Some of the best coaches in history have mentored IU teams.  After leading IU to three Big Ten championships and earning All-American honors as a player in 1921, Everett Dean served as Indiana’s baseball and basketball coach from 1924 to 1938, guiding the hoopsters to a record of 162-93.  Dean then coached Stanford to the 1942 NCAA basketball title and is the only coach in both the Naismith Basketball and College Baseball Halls of Fame.  Emmett B. “Branch” McCracken succeeded Dean in 1938 and had two coaching stints, 1938-43 and 1946-65—taking time in-between to serve as a lieutenant in the U.S. Navy during World War II.  As a player, McCracken graduated as the Big Ten’s all-time leading scorer before playing professionally with John Wooden [Daily Dose, October 14] for the Indianapolis Kautskys.   As a coach, he installed an up-tempo, fast-break style of play and led the “Hurryin’ Hoosiers” to four Big Ten titles as well as two NCAA championships–in 1940 and 1953—while going 364-174 in Bloomington.  Robert Montgomery Knight took over Indiana’s program in 1971, bringing it to the pinnacle of college basketball with three national titles, eleven Big Ten championships and one NIT crown in his 29 seasons.  Knight’s teams won 20 or more games in 22 seasons and had a remarkable winning percentage of .735.  “The General” was 662-239 at Indiana, mentored ten conference MVPs and was named National Coach of the Year four times.  Under Knight, the 1974-75 Hoosiers went 31-1 and featured four of the five starters on the All-Big 10 team.  The following year, they were the greatest team in college basketball history and remain the last college team to finish the season undefeated, at 32-0.  Indiana has had 28 head basketball coaches in 115 years.

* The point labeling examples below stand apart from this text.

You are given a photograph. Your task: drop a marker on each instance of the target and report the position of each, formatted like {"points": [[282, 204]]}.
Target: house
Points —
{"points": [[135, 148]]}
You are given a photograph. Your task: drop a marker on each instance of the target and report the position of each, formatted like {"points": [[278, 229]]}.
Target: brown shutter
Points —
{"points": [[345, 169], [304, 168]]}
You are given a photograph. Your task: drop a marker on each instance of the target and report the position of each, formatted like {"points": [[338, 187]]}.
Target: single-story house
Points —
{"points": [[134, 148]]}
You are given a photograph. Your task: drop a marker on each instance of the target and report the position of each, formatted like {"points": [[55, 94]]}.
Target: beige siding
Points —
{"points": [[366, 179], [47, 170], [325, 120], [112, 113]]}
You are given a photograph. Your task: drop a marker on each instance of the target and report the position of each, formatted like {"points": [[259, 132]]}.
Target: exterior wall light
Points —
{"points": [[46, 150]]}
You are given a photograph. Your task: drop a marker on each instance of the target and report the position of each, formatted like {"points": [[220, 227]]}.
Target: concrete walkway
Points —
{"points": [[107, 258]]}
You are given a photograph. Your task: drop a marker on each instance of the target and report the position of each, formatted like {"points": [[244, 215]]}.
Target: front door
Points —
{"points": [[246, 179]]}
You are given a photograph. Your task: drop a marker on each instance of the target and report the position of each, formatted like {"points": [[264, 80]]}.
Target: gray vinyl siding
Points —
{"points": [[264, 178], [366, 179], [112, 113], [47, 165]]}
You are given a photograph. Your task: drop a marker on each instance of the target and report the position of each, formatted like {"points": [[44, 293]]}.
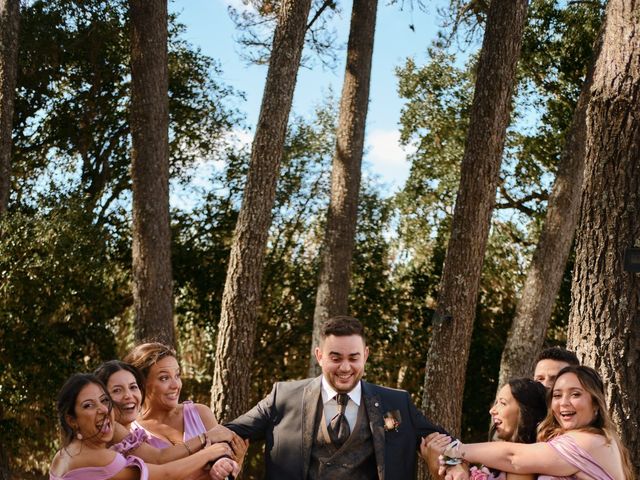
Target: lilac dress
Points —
{"points": [[572, 453], [103, 473], [193, 427]]}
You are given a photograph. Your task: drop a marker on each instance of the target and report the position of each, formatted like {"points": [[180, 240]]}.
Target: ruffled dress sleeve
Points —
{"points": [[133, 440], [108, 471], [574, 454]]}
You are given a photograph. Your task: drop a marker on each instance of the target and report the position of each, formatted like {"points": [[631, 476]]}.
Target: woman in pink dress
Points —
{"points": [[576, 440], [165, 419], [87, 420], [518, 409], [125, 385]]}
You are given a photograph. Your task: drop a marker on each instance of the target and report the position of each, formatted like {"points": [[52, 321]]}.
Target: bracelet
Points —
{"points": [[454, 457], [187, 447]]}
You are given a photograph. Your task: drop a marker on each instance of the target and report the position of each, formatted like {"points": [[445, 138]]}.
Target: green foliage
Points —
{"points": [[59, 295], [74, 97]]}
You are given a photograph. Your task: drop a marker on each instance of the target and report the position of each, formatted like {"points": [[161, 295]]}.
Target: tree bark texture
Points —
{"points": [[604, 323], [230, 391], [489, 118], [152, 277], [337, 252], [9, 27], [548, 263]]}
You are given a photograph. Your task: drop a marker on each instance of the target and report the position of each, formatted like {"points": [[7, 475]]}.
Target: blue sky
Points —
{"points": [[210, 28]]}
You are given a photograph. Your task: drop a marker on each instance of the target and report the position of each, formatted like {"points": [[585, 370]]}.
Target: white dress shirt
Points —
{"points": [[331, 406]]}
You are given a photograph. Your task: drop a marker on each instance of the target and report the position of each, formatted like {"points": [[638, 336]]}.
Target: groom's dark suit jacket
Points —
{"points": [[286, 417]]}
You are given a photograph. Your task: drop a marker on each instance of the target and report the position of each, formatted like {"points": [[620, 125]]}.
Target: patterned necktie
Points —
{"points": [[339, 427]]}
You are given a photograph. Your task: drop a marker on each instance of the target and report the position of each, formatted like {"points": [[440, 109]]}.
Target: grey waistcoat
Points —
{"points": [[355, 460]]}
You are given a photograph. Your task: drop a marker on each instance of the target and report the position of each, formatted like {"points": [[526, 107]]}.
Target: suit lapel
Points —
{"points": [[310, 400], [373, 405]]}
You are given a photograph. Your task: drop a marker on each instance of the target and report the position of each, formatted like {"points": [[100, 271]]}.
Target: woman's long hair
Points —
{"points": [[145, 355], [601, 424]]}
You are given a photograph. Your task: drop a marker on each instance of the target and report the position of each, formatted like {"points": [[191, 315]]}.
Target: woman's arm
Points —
{"points": [[206, 415], [189, 466], [520, 458], [519, 476], [151, 454]]}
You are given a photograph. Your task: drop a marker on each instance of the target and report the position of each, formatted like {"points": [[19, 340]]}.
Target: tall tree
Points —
{"points": [[152, 280], [604, 322], [489, 118], [541, 287], [230, 390], [9, 26], [335, 269]]}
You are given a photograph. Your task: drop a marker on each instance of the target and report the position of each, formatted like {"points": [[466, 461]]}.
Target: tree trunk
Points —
{"points": [[604, 322], [152, 280], [230, 391], [490, 111], [541, 287], [9, 26], [337, 251]]}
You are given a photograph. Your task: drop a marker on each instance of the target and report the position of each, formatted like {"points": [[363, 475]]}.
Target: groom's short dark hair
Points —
{"points": [[342, 326]]}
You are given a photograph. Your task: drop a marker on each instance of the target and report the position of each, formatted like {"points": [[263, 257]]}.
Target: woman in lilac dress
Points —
{"points": [[576, 440], [165, 419], [87, 419], [125, 385]]}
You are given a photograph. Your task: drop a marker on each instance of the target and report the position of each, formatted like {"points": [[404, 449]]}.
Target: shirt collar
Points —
{"points": [[328, 392]]}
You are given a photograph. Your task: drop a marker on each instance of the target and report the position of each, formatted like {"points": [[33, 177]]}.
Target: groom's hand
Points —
{"points": [[457, 472]]}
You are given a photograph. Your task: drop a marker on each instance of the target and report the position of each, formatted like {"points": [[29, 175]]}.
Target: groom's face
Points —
{"points": [[342, 360]]}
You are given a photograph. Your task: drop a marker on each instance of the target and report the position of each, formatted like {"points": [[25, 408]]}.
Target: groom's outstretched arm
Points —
{"points": [[257, 422]]}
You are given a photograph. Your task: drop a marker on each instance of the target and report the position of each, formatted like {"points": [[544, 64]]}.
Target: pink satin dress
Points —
{"points": [[193, 426]]}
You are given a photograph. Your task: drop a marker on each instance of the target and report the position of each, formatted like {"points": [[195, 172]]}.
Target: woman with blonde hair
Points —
{"points": [[87, 422], [165, 419], [577, 439]]}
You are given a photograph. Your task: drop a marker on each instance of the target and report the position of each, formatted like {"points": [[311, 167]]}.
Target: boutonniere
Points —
{"points": [[391, 420]]}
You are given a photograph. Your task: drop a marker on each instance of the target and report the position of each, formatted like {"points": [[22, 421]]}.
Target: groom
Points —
{"points": [[337, 426]]}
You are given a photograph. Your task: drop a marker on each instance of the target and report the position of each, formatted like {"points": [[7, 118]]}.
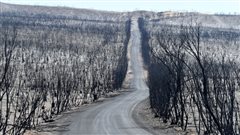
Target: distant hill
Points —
{"points": [[166, 17]]}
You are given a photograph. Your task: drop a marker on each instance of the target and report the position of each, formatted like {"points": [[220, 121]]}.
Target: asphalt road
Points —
{"points": [[115, 116]]}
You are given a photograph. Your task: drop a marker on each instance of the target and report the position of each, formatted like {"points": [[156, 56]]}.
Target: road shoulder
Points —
{"points": [[143, 116]]}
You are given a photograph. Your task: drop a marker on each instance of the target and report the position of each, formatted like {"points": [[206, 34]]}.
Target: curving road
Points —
{"points": [[115, 116]]}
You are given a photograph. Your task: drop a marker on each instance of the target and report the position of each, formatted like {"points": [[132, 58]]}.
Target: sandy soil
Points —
{"points": [[144, 116]]}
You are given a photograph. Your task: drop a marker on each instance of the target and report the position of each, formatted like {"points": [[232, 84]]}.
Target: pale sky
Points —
{"points": [[204, 6]]}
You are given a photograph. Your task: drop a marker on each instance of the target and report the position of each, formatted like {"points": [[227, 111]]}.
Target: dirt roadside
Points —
{"points": [[143, 116]]}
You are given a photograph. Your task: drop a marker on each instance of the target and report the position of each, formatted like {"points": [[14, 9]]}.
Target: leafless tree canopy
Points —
{"points": [[50, 64], [193, 75]]}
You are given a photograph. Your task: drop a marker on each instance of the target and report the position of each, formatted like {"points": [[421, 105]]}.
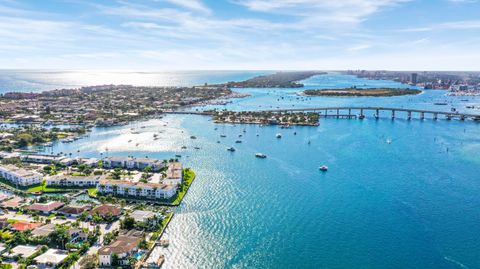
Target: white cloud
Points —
{"points": [[190, 4], [344, 11]]}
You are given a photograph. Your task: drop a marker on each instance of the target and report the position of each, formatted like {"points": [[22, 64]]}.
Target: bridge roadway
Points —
{"points": [[336, 112]]}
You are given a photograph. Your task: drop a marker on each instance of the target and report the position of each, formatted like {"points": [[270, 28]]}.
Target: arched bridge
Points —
{"points": [[362, 112]]}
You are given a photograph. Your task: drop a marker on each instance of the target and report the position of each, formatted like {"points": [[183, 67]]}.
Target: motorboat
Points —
{"points": [[260, 155]]}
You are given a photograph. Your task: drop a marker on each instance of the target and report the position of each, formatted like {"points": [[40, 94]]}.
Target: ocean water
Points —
{"points": [[411, 203]]}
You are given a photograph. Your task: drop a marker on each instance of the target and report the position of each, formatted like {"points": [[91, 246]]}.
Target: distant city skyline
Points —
{"points": [[241, 34]]}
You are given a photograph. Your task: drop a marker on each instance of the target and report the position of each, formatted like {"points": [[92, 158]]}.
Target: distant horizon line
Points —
{"points": [[224, 70]]}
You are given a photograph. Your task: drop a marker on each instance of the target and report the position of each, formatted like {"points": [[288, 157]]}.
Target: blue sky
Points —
{"points": [[241, 34]]}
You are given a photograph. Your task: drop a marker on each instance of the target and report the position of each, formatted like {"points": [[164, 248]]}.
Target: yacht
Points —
{"points": [[260, 155]]}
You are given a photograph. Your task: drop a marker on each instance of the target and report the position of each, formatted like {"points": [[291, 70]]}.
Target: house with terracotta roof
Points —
{"points": [[46, 208], [13, 203], [73, 210], [23, 226], [106, 211]]}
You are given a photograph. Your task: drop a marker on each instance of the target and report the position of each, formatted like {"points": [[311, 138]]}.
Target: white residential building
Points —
{"points": [[20, 176], [137, 189], [174, 174], [73, 181], [133, 163]]}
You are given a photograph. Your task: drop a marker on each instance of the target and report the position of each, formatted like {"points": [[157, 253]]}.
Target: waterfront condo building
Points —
{"points": [[136, 189], [133, 163], [20, 176], [73, 181]]}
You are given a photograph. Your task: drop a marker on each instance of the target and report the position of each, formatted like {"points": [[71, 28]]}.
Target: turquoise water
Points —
{"points": [[412, 203]]}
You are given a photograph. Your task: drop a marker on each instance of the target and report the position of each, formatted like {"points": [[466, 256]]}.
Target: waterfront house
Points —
{"points": [[73, 181], [20, 176], [21, 226], [46, 208], [136, 189], [126, 245]]}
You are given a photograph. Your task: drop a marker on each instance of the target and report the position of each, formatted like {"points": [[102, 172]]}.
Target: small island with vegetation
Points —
{"points": [[358, 92], [267, 118], [276, 80]]}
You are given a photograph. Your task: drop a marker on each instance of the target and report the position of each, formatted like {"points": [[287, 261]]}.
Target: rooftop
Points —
{"points": [[53, 256]]}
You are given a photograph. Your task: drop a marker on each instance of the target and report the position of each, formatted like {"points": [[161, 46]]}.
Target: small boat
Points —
{"points": [[260, 155]]}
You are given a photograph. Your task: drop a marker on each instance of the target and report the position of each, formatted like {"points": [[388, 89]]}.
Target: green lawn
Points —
{"points": [[188, 177], [92, 192]]}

Indiana basketball has 48 players in its 1,000-Point Club, while five IU players have scored 2,000 or more points during their college careers.  Calbert Chaney, the Big Ten’s all-time leading scorer, tops the list with 2,613 points and three IU players have collected over 1,000 career rebounds.  The Hoosiers’ biggest conference rival is Purdue, while their most-hated out-of-conference foe is Kentucky.  Indiana has the winningest program in Big Ten history and has more NCAA appearances [38], wins [64] and Final Fours [8] than any school in the conference.  The Hoosiers have won 21 Big Ten crowns, feature four National Player of the Year award recipients and boast seven Naismith Hall of Famers.  Five Hoosiers have won gold medals in Olympic basketball and the program has produced 44 All-Americans.

IU basketball traditions include candy-striped warm up pants and simple, clean jerseys that do not feature players’ names on the back.  Indiana’s principle is “team over player”—the athletes play for the team on the front of the jersey, not the individual on the back.  IU has never retired a jersey number and their minimalist look is the “anti-Oregon.”  Beginning in the mid-1970s, television broadcasts of Indiana basketball games opened with a lady named “Martha” sweeping the floors of Assembly Hall while whistling and singing the school’s fight song, “Indiana, Our Indiana.”  Today, a copy of the original is shown on the videoboard that hangs above center court just before the Hoosiers take the floor.  During the third timeout of the second half of every home game, IU’s pep band performs the “William Tell Overture,” with cheerleaders racing around the court waving Indiana flags.  Former CBS analyst and Hall of Famer Billy Packer called it, “the greatest timeout in the country.”

This is an important week in Indiana basketball history.  On March 29, 1976, the Hoosiers beat Michigan for the NCAA championship.  Five years later, they downed North Carolina on March 30 to take the title and, on March 31, 1987, Keith Smart hit a baseline jumper to beat Syracuse and give Indiana their third NCAA crown in eleven years.